One thing that people regularly do is quantify how much of a particular activity they do, but they rarely quantify how well they do it.The goal of this project is to predict the manner in which they did the exercise. The main strategy that will be followed is: after cleaning the data, three subsets will be created: one for training, one for testing the different models, and a last one for validation of the chosen model.

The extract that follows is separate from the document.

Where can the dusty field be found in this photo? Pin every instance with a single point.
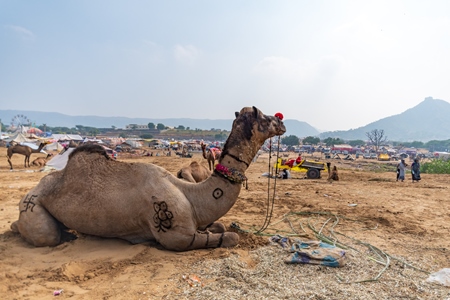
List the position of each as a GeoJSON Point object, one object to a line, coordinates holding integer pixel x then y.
{"type": "Point", "coordinates": [408, 222]}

if (file.exists('preddata.csv') == FALSE){
download.file('https://d396qusza40orc.cloudfront.net/predmachlearn/pml-training.csv',
destfile = './preddata.csv',method = 'curl')
}
if (file.exists('quiz.csv') == FALSE) {
download.file('https://d396qusza40orc.cloudfront.net/predmachlearn/pml-testing.csv',
destfile = './quiz.csv',method = 'curl')
}
preddata <- read.csv('preddata.csv')
quiz <- read.csv('quiz.csv')
library(caret)
library(rattle)
library(ElemStatLearn)
library(randomForest)
library(e1071)
library(h2o)
set.seed(68490)
We then proceed to modify the class of certain variables into factor and POSIXct.
preddata$classe <- factor(preddata$classe)

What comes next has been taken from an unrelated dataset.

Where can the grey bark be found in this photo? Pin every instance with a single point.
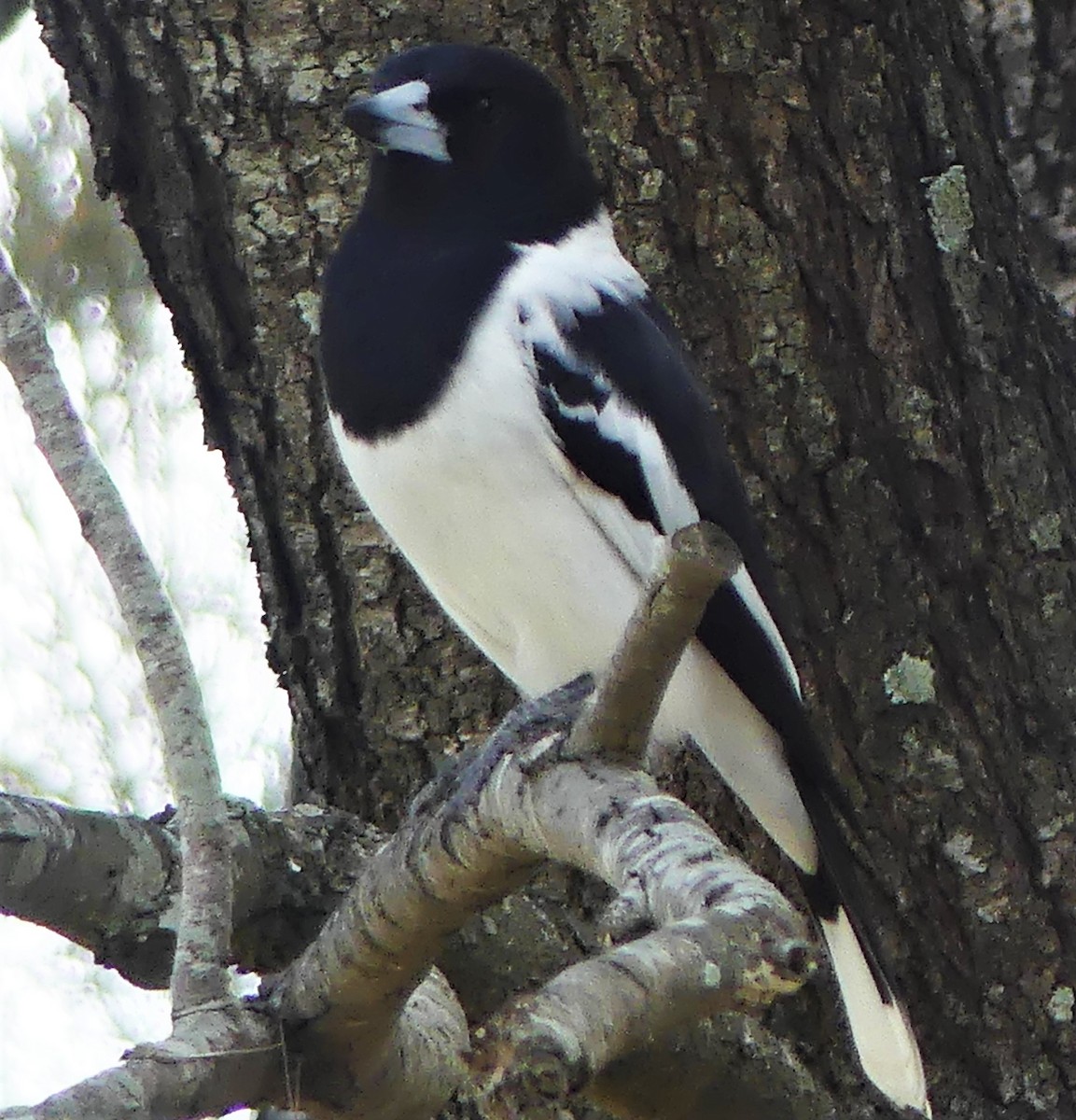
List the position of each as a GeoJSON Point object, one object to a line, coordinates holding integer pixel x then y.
{"type": "Point", "coordinates": [819, 194]}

preddata$user_name <- factor(preddata$user_name)
preddata$cvtd_timestamp <- as.POSIXct(preddata$cvtd_timestamp,format='%d/%m/%Y %H:%M')
We drop the variable X, which merely indicates the number of the observation. Likewise, certain variables that happen to have a considerable number of NA are removed.
preddata <- preddata[,2:dim(preddata)[2]]
navles <- apply(preddata,2,function(x) any(is.na(x)))
preddata <- preddata[,!navles]
Now we create the data subsets.
inTrain <- createDataPartition(y=preddata$classe,p=.6,list=FALSE)
training <- preddata[inTrain,]
testing <- preddata[-inTrain,]
inTrain <- createDataPartition(y=testing$classe,list=FALSE)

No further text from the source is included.